Le imprese saranno dunque tenute ad attivarsi per far sì che la propria attività non arrechi danno né ai diritti umani né all’ambiente, tenendo in considerazione le operazioni svolte direttamente ma anche le attività delle controllate e dell’intera catena del valore.
La catena del valore
La Direttiva Due Diligence si applicherà poi alle grandi imprese che impieghino più di mille dipendenti e abbiano un fatturato netto a livello mondiale di oltre 450 milioni di euro nell’ultimo esercizio; le grandi imprese saranno però tenute a monitorare e adeguare l’intera catena di valore ovvero le attività dei partner commerciali relative alla produzione di beni o alla fornitura di servizi, tra cui la progettazione, l’estrazione, l’approvvigionamento, la fabbricazione, il trasporto, lo stoccaggio e la fornitura di materie prime, di prodotti o parti di prodotti e lo sviluppo del prodotto o del servizio nonché le attività dei partner commerciali a valle dell’azienda relative alla distribuzione, al trasporto e allo stoccaggio del prodotto. L’obbligo di diligenza graverà quindi in maniera diretta sulle grandi imprese, ma i fornitori e tutte le PMI che gravitano intorno ad essa dovranno necessariamente, a loro volta, attivarsi per garantire il rispetto dei diritti umani e dell’ambiente; chi non si adeguerà correrà, infatti, il rischio di essere ritenuto un fornitore non adeguato dalle grandi imprese e quindi di trovarsi escluso dal mercato.
Gli obblighi
Le imprese adempiono al proprio obbligo di diligenza ponendo in essere le azioni previste negli articoli da 5 a 11 della proposta. In particolare, l’articolo 5 prevede un’integrazione del dovere di diligenza in tutte le politiche aziendali con l’adozione di un Codice di condotta, la descrizione dell’approccio della società al dovere di diligenza, l’adozione di procedure per l’esercizio del dovere di diligenza e misure per il controllo e l’estensione ai soggetti terzi, l’aggiornamento delle policy in caso di modifiche sostanziali o, comunque, ogni 24 mesi.

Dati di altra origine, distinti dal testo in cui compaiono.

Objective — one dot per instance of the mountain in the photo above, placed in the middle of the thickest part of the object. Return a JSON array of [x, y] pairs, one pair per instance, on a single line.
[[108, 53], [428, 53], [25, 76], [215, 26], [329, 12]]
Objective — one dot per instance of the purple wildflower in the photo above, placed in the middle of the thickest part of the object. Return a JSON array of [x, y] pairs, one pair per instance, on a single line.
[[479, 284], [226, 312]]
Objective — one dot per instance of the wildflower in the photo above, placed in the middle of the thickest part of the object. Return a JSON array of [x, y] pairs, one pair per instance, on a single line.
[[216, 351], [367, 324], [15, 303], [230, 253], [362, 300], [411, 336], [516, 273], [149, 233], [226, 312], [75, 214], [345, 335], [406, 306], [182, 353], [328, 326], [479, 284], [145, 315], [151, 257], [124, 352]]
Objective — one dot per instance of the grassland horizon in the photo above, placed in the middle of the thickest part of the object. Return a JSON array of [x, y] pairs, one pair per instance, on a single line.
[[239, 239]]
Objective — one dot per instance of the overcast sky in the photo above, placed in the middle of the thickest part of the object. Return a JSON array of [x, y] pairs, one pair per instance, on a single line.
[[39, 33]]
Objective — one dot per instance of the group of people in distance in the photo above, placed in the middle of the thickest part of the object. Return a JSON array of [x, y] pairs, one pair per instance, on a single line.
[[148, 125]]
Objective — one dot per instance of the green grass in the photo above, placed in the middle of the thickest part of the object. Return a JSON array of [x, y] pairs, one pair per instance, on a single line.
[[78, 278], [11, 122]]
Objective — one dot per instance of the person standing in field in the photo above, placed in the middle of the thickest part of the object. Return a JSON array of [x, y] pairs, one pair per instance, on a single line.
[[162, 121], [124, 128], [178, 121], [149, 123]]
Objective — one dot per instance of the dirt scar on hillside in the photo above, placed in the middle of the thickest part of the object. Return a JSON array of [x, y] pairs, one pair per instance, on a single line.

L’articolo 6 impone un assesment sui rischi attuali e potenziali derivanti dalle attività proprie, delle società controllate e di tutti i soggetti appartenenti alla propria catena di valore e la conseguente redazione di un piano di prevenzione dei rischi potenziali (articolo 7) e di arresto di quelli attuali (articolo 8). La Direttiva prevede espressamente l’inserimento nei contratti con i partner di clausole risolutive espresse in ipotesi di mancato rispetto dei diritti umani o di impatto negativo sull’ambiente.
Cosa fare
Le imprese dovranno dimostrare che le proprie attività si svolgono nel rispetto di pratiche sostenibili eticamente corrette. Per farlo dovranno intercettare, analizzare e verificare potenziali fattori connessi all’impatto sui fattori Esg a livello di operations; terminata la fase di mappatura dovranno adottare processi di miglioramento continuo delle operazioni interne e delle catene di approvvigionamento. Sia la fase di assessment che di miglioramento e predisposizione delle policy dovranno necessariamente coinvolgere l’intera catena di valore.
A seguito alla pubblicazione in Gazzetta, gli Stati membri avranno due anni per adottare la normativa nazionale; i tempi sembrano quindi molto lunghi e le attività procrastinabili. In realtà lo sforzo organizzativo richiesto alle grandi imprese tenute al rispetto dei futuri obblighi ma anche ai loro fornitori, se vorranno rimanere tali, promette di essere così impattante, che una governance avveduta e lungimirante non potrà rimandare di molto gli adempimenti richiesti.